I brought a pair of tipplers (Indian Tumblers/Girebaz) with wings clipped. They are around 2 yrs old. Even after the feathers are fully grown they don't bother to fly. Currently they are sitting on eggs. However even before laying the eggs they had no desire to fly. I was putting the pair on the roof top expecting that they would fly. But they were just sitting the whole day on the roof top until I call them for food. After food they used to go to their loft.

I brought them from my friend, according to him they flew for aroung 5-7 hours a few months ago. But now they are not interested to fly. I have a lot of desire to see them in the sky, but haven't got a chance till date.

My feeding pattern is also fine. I feed twice a day - Light feed in the morning and enough feed in the evening.
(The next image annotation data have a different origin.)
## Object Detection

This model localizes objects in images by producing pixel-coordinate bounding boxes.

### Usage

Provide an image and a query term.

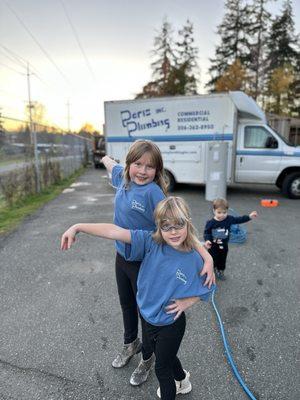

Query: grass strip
[0,168,84,235]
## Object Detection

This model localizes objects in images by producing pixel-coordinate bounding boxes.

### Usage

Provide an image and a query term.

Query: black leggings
[142,313,186,400]
[208,243,228,271]
[116,253,153,360]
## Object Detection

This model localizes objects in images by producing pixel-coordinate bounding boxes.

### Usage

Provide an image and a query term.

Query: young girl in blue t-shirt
[61,197,214,400]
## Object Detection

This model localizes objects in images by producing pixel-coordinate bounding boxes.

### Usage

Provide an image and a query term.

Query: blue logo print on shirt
[176,268,187,284]
[131,200,145,212]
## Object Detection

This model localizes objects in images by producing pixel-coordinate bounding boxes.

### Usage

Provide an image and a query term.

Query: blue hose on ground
[212,289,256,400]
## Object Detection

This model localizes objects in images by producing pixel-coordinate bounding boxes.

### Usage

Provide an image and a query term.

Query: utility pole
[67,99,71,133]
[27,63,41,193]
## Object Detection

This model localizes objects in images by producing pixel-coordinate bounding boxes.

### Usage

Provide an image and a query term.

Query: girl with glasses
[61,197,214,400]
[98,140,215,386]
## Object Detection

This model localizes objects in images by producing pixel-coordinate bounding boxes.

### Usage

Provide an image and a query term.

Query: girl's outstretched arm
[60,224,131,250]
[195,245,216,289]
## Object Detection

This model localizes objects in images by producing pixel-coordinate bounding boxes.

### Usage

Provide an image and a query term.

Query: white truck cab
[105,92,300,199]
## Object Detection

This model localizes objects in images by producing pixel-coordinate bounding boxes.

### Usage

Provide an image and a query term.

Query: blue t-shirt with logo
[125,230,215,326]
[112,165,165,257]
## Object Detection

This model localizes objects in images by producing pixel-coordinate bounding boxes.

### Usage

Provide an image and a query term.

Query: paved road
[0,170,300,400]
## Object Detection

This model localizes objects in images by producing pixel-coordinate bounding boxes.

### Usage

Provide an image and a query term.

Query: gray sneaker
[130,354,155,386]
[112,338,142,368]
[218,270,226,281]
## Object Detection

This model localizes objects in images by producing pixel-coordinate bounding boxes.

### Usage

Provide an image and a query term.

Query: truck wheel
[282,172,300,199]
[165,171,176,192]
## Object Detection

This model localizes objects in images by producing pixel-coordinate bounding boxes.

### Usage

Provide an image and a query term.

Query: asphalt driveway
[0,169,300,400]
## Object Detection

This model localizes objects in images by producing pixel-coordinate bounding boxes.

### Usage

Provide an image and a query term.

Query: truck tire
[282,171,300,199]
[165,170,176,192]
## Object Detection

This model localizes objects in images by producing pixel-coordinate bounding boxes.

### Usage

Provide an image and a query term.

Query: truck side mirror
[266,136,278,149]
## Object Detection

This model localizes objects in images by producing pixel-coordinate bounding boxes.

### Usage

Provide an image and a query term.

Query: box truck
[104,92,300,199]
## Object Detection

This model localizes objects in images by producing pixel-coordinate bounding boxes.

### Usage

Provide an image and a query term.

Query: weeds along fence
[0,116,92,205]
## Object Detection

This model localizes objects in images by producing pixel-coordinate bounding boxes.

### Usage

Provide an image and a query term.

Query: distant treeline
[136,0,300,118]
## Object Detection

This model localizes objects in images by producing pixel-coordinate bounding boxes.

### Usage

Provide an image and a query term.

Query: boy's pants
[208,242,228,271]
[115,253,153,360]
[141,313,186,400]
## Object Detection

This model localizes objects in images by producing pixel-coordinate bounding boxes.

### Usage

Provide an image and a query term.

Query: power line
[60,0,97,83]
[0,43,69,104]
[0,63,25,75]
[1,50,25,68]
[4,0,70,85]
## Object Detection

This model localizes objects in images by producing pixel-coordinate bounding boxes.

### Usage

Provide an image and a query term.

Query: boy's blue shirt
[204,215,251,245]
[125,230,215,326]
[112,165,165,257]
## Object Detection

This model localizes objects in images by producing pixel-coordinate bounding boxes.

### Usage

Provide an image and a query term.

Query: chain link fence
[0,116,93,204]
I have whistle trained them successfully so that whenever I blow the whistle, they come readily for food.

I have tried hand tossing them by throwing them high, but all they do is just fly down to the ground without even making a few circles around the loft. 

I am in doubt whether I should fly them single (by breaking the pair) or what. How to make them get back their flying tendency? Some people advice me only to fly the young ones and not this old pair. What shall I do now to make them fly and stay in air atleast for a few hours.


----------



## JT (Mar 25, 2009)

It could be that your birds are out of shape (too fat at the moment).


----------



## sriki (Jul 11, 2010)

smoqa said:


> It could be that your birds are out of shape (too fat at the moment).


No, they are medium size. Not too fat.


----------



## RodSD (Oct 24, 2008)

Birds breeding don't like to fly. If they are moulting, they don't like to fly either. And if they are not conditioned as smoqa, they don't like to fly, too. And if they are not healthy, they don't like to fly as well. There are several articles from this site about flying tipplers:
http://www.tipplers.com/info/


----------



## Chilangz (Apr 3, 2008)

your birds will not have any enthusiasm to fly as they are sitting on eggs. Their basic instinct is to rare their off spring rather than to fly.


----------